Two Sides of Manhattan's Celebrity Gossip Factory Weigh In on Casey Johnson
At New York today: former über-flack Lizzie Grubman talking on Nightline about the pains of being a heiress. Next, Page Six-er Paula Froelich recalls the business of covering "people being stuck in the wrong role in an Edith Wharton novel."
Grubman and Froelich were, for a time, like the Sheepdog and Wolf of the NYC gossip business. They were adversaries by day, but ultimately both punching the clock at the same factory of producing marketable young socialites who need to get famous. Grubman, who became a story herself when she backed her SUV into a Hamptons nightclub, says the drive for fame is destructive and makes these girls "sad." She uses her own headline-making event to illustrate the evils of being a rich girl who has lots of money and likes clothes and wants to be on a reality show. We would almost believe this if she wasn't on MTV's PoweR Girls a good four years after the incident at Conscience Point. Either she still hasn't learned her own lesson, or it just took her a very long time. Either way, she still looks like she's in the game.
Froelich has given that up, choosing to make her bid to become an author of books that will hopefully lead to TV and film riches. And with her distance, she gives us an insider's view about what makes these people so messed up and how she kept seeing the same trainwrecks recur. She deftly takes down our whole tawdry Celebrity Industrial Complex.

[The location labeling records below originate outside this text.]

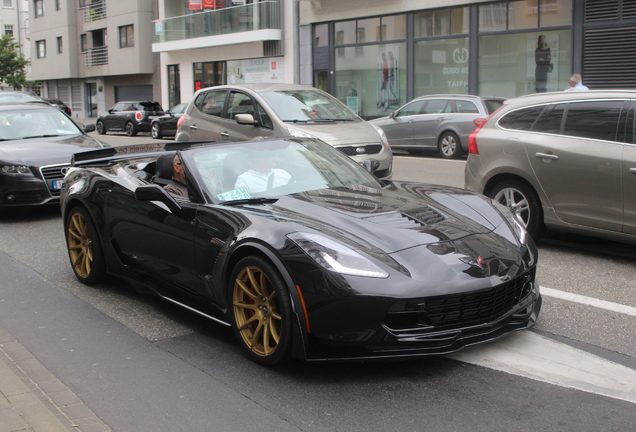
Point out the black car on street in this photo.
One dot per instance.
(166, 125)
(301, 250)
(129, 116)
(36, 145)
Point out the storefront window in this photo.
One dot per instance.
(375, 84)
(441, 66)
(517, 64)
(523, 14)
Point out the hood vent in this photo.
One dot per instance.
(415, 218)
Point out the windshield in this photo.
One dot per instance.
(307, 106)
(266, 169)
(25, 124)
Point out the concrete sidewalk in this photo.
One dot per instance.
(33, 399)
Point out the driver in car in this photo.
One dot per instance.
(262, 176)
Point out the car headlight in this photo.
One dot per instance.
(15, 170)
(513, 222)
(298, 133)
(335, 256)
(383, 137)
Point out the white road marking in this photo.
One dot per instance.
(533, 356)
(590, 301)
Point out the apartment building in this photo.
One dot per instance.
(14, 21)
(93, 53)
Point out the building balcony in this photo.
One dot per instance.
(239, 24)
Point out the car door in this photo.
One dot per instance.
(207, 122)
(628, 169)
(399, 126)
(428, 126)
(577, 162)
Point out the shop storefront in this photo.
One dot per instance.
(505, 49)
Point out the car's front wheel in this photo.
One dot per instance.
(84, 250)
(261, 311)
(523, 202)
(131, 130)
(449, 145)
(155, 130)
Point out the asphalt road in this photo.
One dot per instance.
(142, 364)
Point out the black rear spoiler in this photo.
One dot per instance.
(115, 152)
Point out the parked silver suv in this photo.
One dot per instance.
(565, 161)
(437, 122)
(247, 111)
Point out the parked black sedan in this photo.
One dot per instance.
(36, 145)
(129, 116)
(300, 250)
(166, 125)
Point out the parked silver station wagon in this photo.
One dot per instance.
(248, 111)
(437, 122)
(565, 161)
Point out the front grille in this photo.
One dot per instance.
(53, 172)
(459, 310)
(361, 149)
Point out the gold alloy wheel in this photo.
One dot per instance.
(80, 245)
(256, 311)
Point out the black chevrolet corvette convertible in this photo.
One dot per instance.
(302, 251)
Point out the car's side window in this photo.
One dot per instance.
(521, 119)
(437, 107)
(414, 108)
(593, 119)
(239, 103)
(466, 107)
(211, 102)
(550, 120)
(263, 118)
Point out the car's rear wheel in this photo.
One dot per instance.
(523, 202)
(101, 129)
(131, 130)
(261, 311)
(155, 131)
(84, 250)
(449, 146)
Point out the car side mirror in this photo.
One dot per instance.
(245, 119)
(371, 165)
(157, 193)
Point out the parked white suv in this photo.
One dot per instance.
(244, 112)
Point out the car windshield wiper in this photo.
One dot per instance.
(250, 201)
(41, 136)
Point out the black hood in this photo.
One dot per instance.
(46, 151)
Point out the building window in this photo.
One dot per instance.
(39, 8)
(40, 47)
(126, 36)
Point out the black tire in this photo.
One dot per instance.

Six months before Casey died alone on the holidays, I quit that job. I was becoming too cynical, seeing the same train wrecks happen over and over. I did the job during a time of "celebreality"-where people could get famous for doing nothing or just trying to be "scandalous." You would have to hang out with and report on uneducated, basically illiterate people who were glorified for showing their private parts. Sure, you could take them down a notch, show them for what they were, but you were still keeping the carnaval going.